ES, "Comparison of String Objects Using == or !="

[JLS 2013]

§3.10.5, "String Literals"
§5.6.2, "Binary Numeric Promotion"

 


10 Comments

  1. Do we have a guideline along the lines of "do not assume that an object implements a meaningful equals method (i.e. one that is not just reference equality under the covers)"? If not, should we add one (or, extend this one)? I've certainly been frequently bitten by this mistake.

  2. I have strong reservations about including String.intern in this guideline.  for one thing, this rule isn't specific to a class, but that CS is specific to a single class.  primarily, however, the correct uses of String.intern is few and far between.  in fact, i would recommend never using String.intern, and if that sort of functionality were needed, to implement your own interning solution.  it's really designed for internal jvm usage, and it's unclear why it was ever really exposed at all in the public api.

    1. Well, we do have to include the 'intern' CS because it is available and works as advertised. If we omitted it, people would ask why.

      I'd always assumed that JVMs had some latitude in when they interned Strings (much like they have latitude in how much they memoize integers). It's possible that there exists a JVM where our NCCE actually prints true. Except for string literals, the JLS is silent about interning strings.

      Do you have a citation for your recommendation against using String.intern()?

      1. Couple of relevant links:

        http://www.codeinstructions.com/2009/01/busting-javalangstringintern-myths.html

        http://books.google.com/books?id=Ft8t0S4VjmwC&pg=PA274&lpg=PA274&dq=josh+bloch+java+string+intern&source=bl&ots=D3y7Y4tIzk&sig=oaRTOlTvmFfE6ExwyOlVwlEsfVA&hl=en&sa=X&ei=wQybUNCwGImo0AGLsoGoCA&ved=0CC4Q6AEwAA#v=onepage&q=josh%20bloch%20java%20string%20intern&f=false

        tl;dr:

        • String.intern and '==' is faster than ".equals", but difference isn't as large as you'd think (unsure if the benchmark also included the cost of initial intern call)
        • String.intern saves heap memory at the expense of permgen (which is typically much smaller)
        • Custom String intern is faster than builtin impl
        • String.intern Strings are garbage collected (they are not immortal as stated above after the CS)

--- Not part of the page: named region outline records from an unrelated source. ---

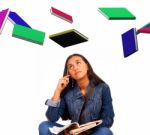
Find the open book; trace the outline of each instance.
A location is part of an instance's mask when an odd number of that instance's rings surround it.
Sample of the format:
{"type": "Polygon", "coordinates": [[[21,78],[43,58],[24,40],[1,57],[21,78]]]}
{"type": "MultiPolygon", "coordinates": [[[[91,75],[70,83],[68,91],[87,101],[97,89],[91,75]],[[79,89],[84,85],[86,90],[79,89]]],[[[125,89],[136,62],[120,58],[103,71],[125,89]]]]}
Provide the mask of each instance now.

        All this to say, there is a minefield of "gotchas" around using String.intern.  I see your point that not including could be seen as a hole, but i think there should be a fairly strong recommendation about using it in practice.  (also, as i mentioned above, it is a CS which is specific to the String class and not a general solution for the rule).

        As a side note, i don't think you could have a compliant JVM where the NCCE prints true since you are explicitly invoking the String constructor.  The "magic" number interning is only used for auto-boxing or the static "valueOf" method (neither of which explicitly invokes a constructor, e.g. "new Integer(3)").

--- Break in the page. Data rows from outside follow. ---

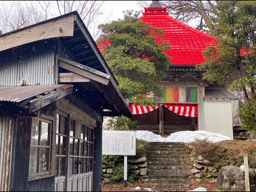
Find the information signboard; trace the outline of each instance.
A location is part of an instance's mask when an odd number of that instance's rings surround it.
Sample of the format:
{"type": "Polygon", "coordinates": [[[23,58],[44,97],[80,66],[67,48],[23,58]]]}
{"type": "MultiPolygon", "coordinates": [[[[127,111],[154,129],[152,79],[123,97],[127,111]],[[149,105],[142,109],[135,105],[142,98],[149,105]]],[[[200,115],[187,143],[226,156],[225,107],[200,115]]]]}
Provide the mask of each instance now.
{"type": "Polygon", "coordinates": [[[102,155],[136,155],[136,132],[103,131],[102,155]]]}

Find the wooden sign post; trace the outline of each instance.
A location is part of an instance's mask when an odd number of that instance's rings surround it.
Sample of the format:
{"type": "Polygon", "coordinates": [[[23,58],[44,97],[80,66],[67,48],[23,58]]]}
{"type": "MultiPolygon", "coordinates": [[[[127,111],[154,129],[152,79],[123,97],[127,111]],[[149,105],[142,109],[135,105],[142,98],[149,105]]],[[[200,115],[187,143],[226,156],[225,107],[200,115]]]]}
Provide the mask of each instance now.
{"type": "Polygon", "coordinates": [[[248,166],[248,156],[244,156],[244,174],[245,178],[245,191],[250,191],[249,167],[248,166]]]}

        1. I've edited the String.intern CS to reflect the various gotchas.  I note that the gotchas are present because the JLS leaves most of the characteristics of String.intern unspecified (which is probably a good thing!); consequently implementations have varied quite a bit over the years. The CS now gives natural language processing and compiler-like tools as examples where String.intern() might be a good choice, notes the varying behavior and lack of specification, and refers to Bloch 2008 for a more general (and possibly higher performance) example of canonicalizing objects.

          Note: Still need to fix the link to Bloch 2008 in the References section. 

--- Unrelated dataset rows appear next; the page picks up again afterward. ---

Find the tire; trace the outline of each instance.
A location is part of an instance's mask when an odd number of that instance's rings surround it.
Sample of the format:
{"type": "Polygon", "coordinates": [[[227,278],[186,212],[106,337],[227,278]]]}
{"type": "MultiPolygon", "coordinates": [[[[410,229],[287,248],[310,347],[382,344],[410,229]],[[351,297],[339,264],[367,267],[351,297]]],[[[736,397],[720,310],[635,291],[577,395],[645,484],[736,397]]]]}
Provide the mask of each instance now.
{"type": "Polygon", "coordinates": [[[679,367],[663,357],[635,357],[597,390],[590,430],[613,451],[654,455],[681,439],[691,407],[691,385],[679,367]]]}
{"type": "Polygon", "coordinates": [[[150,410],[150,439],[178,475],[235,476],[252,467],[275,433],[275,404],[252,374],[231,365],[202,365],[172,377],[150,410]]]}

          1. Yes, i think the caveats are much clearer now.

  3. Does the NCE isEqual() implementation really need to be that complex?  i realize it is "paralleling" the CS, but the code really boils down to return str1 == str2;.

    1. I simplified the code examples.

    • The following quote stands out a little too much

    When canonicalization of objects is required, it may be wiser to use a custom canonicalizer built on top of ConcurrentHashMap; see Joshua Bloch's Effective Java, second edition, Item 69 [Bloch 2008], for details.

    • Either we should add a CS to explain it, or add some text for it to make sense or let a black hole grab it.
    1. I think that it's good enough for now.  We have run out of time to do more.